Capacity building could be used to hire staff that are professionals in the realm of health and wellness. This funding could also be used to improve or create a comprehensive weight room, yoga studio or room with necessary auxiliary equipment, and a school wide collection of pedometers.
Finally, mid-way through the year, the principal could implement a mandate for students and staff that are not intrinsically motivated to participate in this program. Penalties for violations would need to be creative. They should not include running or walking around the track for the required minutes as one would not want to associate fitness with punishment. Perhaps time with the wellness instructor, acting as an assistant instructor or working in the kitchen to help prepare healthy foods would be an effective and efficient penalty for violation of the mandate.
I believe that the formulation and implementation of SJ85 will be extremely beneficial to the student population as a whole. As I think about the flow of the day in any given school across this country, the immediate issue that jumps out at me is the lack of time and the ability to incorporate this into the curriculum. Physical education is essential and should carry a student through their entire educational career. The data shows that small breaks (@20 mins) to be outside and play have immeasurable affects on learning and attention span. This is not at all surprising to me.
I think this new policy would fit best into the school day in the early morning. Ideally, the students would work through a structured practice with a wellness instructor that would entail 2 days of yoga, 1-2 days of weights, and 1-2 day of running. If the student participated in this program each morning, the results would be immediate and astronomical.
The value of this implementation is beyond measure. We spend so many hours each year focusing on the fitness of the brain and we should, without a doubt, be focused on the development of the whole self, body and brain included.
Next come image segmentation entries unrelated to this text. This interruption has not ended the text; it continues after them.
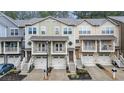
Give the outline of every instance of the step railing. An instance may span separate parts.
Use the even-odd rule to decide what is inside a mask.
[[[23,66],[24,66],[25,62],[26,62],[26,59],[24,57],[23,60],[22,60],[22,62],[21,62],[21,70],[23,69]]]
[[[122,55],[119,56],[120,57],[120,61],[124,64],[124,58]]]
[[[29,71],[29,69],[30,69],[30,66],[31,66],[32,64],[34,64],[34,60],[35,60],[34,57],[31,57],[31,58],[30,58],[29,63],[28,63],[28,67],[27,67],[28,71]]]
[[[21,61],[21,56],[19,56],[18,60],[15,63],[15,67],[18,68],[20,66],[21,62],[22,62]]]

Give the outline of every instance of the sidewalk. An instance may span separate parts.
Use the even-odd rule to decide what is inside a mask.
[[[53,69],[49,75],[49,80],[69,80],[65,69]]]
[[[107,76],[101,69],[97,66],[86,67],[85,68],[92,77],[92,80],[96,81],[110,81],[112,80],[109,76]]]

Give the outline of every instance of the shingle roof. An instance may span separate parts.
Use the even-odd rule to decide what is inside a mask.
[[[116,37],[113,35],[84,35],[79,36],[80,40],[115,40]]]
[[[67,41],[67,36],[32,36],[32,41]]]
[[[0,41],[21,41],[22,37],[0,37]]]
[[[111,19],[124,23],[124,16],[108,16]]]
[[[79,25],[80,23],[82,23],[84,21],[88,22],[89,24],[91,24],[93,26],[99,26],[99,25],[104,24],[107,21],[110,21],[105,18],[104,19],[73,19],[73,18],[54,18],[54,17],[48,16],[46,18],[32,18],[29,20],[15,20],[15,22],[20,26],[25,26],[25,25],[33,25],[35,23],[44,21],[45,19],[48,19],[48,18],[52,18],[54,20],[57,20],[59,22],[62,22],[66,25],[71,25],[71,26]]]

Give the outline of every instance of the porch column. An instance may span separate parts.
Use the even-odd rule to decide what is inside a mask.
[[[99,50],[101,52],[101,40],[99,41]]]
[[[66,54],[67,54],[67,52],[68,52],[67,48],[68,48],[68,44],[67,44],[67,41],[66,41],[66,42],[65,42],[65,52],[66,52]]]
[[[34,54],[34,42],[31,41],[31,51],[32,51],[32,54]]]
[[[19,42],[17,42],[17,53],[20,52],[20,46],[19,46]]]
[[[0,54],[2,53],[2,49],[1,49],[2,47],[1,47],[1,42],[0,42]]]
[[[97,49],[98,49],[98,47],[97,47],[97,40],[95,41],[95,52],[97,52]]]
[[[5,53],[5,42],[3,42],[3,53]]]

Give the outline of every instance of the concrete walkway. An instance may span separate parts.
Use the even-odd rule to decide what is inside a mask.
[[[112,68],[114,68],[114,66],[104,66],[107,70],[109,70],[112,73]],[[116,78],[117,80],[124,80],[124,68],[116,68],[117,72],[116,72]]]
[[[49,80],[69,80],[65,69],[53,69],[49,75]]]
[[[23,81],[40,81],[43,80],[44,73],[41,69],[34,69],[32,72],[27,74],[27,77]]]
[[[108,81],[112,80],[108,75],[106,75],[101,69],[99,69],[97,66],[93,67],[86,67],[85,68],[89,74],[92,77],[92,80],[96,81]]]

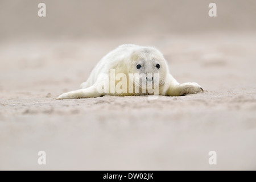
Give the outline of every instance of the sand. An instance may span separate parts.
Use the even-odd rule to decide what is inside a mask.
[[[2,43],[0,169],[255,170],[255,43],[247,31]],[[124,43],[157,47],[205,92],[56,100]]]

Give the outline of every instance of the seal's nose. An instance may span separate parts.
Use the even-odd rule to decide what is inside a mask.
[[[147,77],[146,77],[146,79],[147,81]],[[154,79],[154,77],[152,77],[152,81],[153,81],[153,79]]]

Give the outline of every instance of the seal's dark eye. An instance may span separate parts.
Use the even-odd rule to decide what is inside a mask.
[[[159,64],[156,64],[156,65],[155,65],[155,67],[156,67],[156,68],[158,68],[158,69],[159,69],[159,68],[160,68],[160,65],[159,65]]]
[[[139,68],[141,68],[141,65],[140,65],[140,64],[137,65],[137,68],[138,69],[139,69]]]

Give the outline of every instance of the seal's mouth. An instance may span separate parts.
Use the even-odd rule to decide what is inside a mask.
[[[140,78],[139,80],[135,80],[134,82],[134,87],[139,87],[139,88],[151,88],[152,89],[159,88],[165,85],[165,82],[163,79],[142,79]]]

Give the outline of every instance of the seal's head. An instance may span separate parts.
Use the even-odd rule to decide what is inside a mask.
[[[132,52],[130,60],[131,64],[128,68],[129,72],[138,73],[139,76],[139,80],[135,80],[135,85],[141,87],[147,84],[158,88],[164,85],[168,67],[159,51],[151,47],[142,47]]]

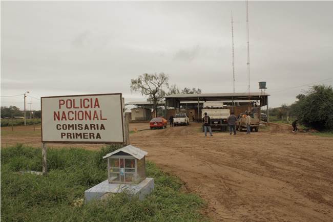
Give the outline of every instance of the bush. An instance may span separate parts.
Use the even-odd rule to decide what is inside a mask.
[[[145,199],[126,193],[105,201],[77,205],[85,190],[106,180],[106,162],[100,157],[119,146],[99,151],[78,148],[49,149],[47,176],[17,171],[40,170],[40,149],[2,149],[1,220],[3,221],[202,221],[204,206],[197,196],[180,192],[182,183],[153,163],[147,163],[155,189]],[[104,166],[105,165],[105,166]]]
[[[315,85],[292,105],[292,112],[306,127],[318,130],[333,130],[333,90],[330,86]]]

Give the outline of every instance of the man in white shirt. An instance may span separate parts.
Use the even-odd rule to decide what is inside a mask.
[[[251,131],[251,117],[249,116],[248,113],[246,113],[245,123],[246,124],[246,134],[250,134]]]

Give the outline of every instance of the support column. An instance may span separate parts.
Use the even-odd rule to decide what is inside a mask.
[[[48,166],[47,166],[47,147],[46,143],[42,143],[43,147],[41,149],[41,156],[43,157],[43,175],[47,175],[48,174]]]
[[[130,145],[130,114],[125,113],[125,145]]]
[[[198,97],[198,116],[197,117],[197,120],[199,121],[199,120],[200,119],[200,117],[199,117],[199,97]]]
[[[268,110],[268,96],[267,96],[267,122],[269,122],[269,111]]]

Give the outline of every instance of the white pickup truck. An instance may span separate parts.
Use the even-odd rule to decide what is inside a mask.
[[[230,116],[230,109],[228,108],[203,108],[201,116],[203,118],[204,113],[211,118],[211,127],[212,129],[227,131],[228,123],[227,119]],[[202,124],[202,131],[204,130]]]
[[[189,117],[186,114],[177,114],[174,117],[174,126],[177,125],[189,125]]]

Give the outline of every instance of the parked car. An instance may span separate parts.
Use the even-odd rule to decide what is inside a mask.
[[[189,117],[186,114],[177,114],[174,117],[174,126],[177,125],[189,125]]]
[[[152,119],[149,123],[149,126],[151,129],[167,128],[168,121],[163,117],[156,117]]]

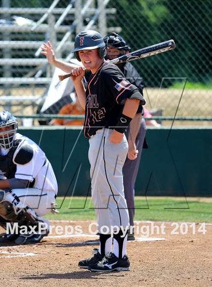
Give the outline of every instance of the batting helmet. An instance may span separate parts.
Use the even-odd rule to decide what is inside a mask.
[[[127,45],[126,41],[117,33],[111,33],[104,37],[103,40],[107,48],[114,48],[129,52],[131,50],[130,47]]]
[[[79,56],[79,51],[92,50],[96,48],[99,48],[98,50],[99,56],[103,58],[106,55],[106,48],[102,37],[96,31],[88,30],[82,31],[77,35],[73,51],[77,59],[81,61]]]
[[[10,128],[8,128],[10,127]],[[2,131],[2,128],[7,128]],[[13,145],[15,135],[18,129],[18,122],[9,111],[0,111],[0,146],[11,148]]]

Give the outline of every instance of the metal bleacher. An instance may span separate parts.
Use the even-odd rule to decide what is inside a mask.
[[[104,35],[121,30],[107,27],[107,17],[116,13],[116,9],[107,8],[110,0],[71,0],[68,6],[58,8],[59,2],[54,1],[48,8],[0,9],[0,18],[16,15],[17,20],[0,24],[1,108],[15,106],[16,112],[24,114],[25,107],[31,105],[31,112],[36,112],[54,70],[40,55],[42,42],[50,40],[56,56],[69,61],[80,31],[92,29]]]

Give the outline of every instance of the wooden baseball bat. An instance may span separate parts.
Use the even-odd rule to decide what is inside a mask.
[[[166,52],[170,50],[172,50],[174,49],[175,47],[175,43],[174,40],[169,40],[168,41],[165,41],[165,42],[162,42],[161,43],[158,43],[155,45],[145,47],[145,48],[142,48],[134,52],[131,52],[129,54],[123,55],[123,56],[111,60],[110,62],[117,64],[126,62],[137,60],[145,57],[153,56],[153,55],[156,55],[160,53]],[[66,75],[60,75],[59,76],[60,81],[63,81],[64,79],[71,77],[72,75],[72,74],[71,73]]]

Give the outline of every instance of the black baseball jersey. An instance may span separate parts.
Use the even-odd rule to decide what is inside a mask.
[[[139,92],[143,95],[143,79],[138,74],[138,71],[131,63],[126,62],[117,64],[125,77],[133,85],[135,85],[138,88]],[[141,112],[143,115],[144,113],[142,105],[138,106],[137,113]]]
[[[86,137],[102,128],[115,127],[126,98],[145,101],[137,87],[126,80],[116,65],[104,62],[89,80],[86,91],[84,133]]]

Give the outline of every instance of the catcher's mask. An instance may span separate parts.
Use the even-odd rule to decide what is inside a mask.
[[[120,53],[118,55],[111,55],[109,58],[111,59],[110,60],[120,57],[125,54],[126,51],[131,52],[131,48],[130,46],[127,45],[126,41],[117,33],[111,33],[104,37],[103,40],[107,49],[118,49],[120,51]]]
[[[80,32],[75,38],[74,42],[74,52],[77,59],[81,62],[79,51],[82,50],[92,50],[98,49],[98,55],[103,58],[106,55],[105,45],[101,35],[96,31],[88,30]]]
[[[9,111],[0,111],[0,146],[11,148],[18,129],[16,118]]]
To combat obesity while a child is young will be much easier to recover from and work on strategies that will be beneficial throughout a lifetime versus waiting until these children are 50 and suffering from ailments such as joint pain, stroke, heart disease, and so on.
There really is no greater gift that we could give our students. In 5 years, they will not remember the answers to the SOL questions but they will most certainly remember how to make healthy food choices and lifestyle choices that will benefit their well-rounded health.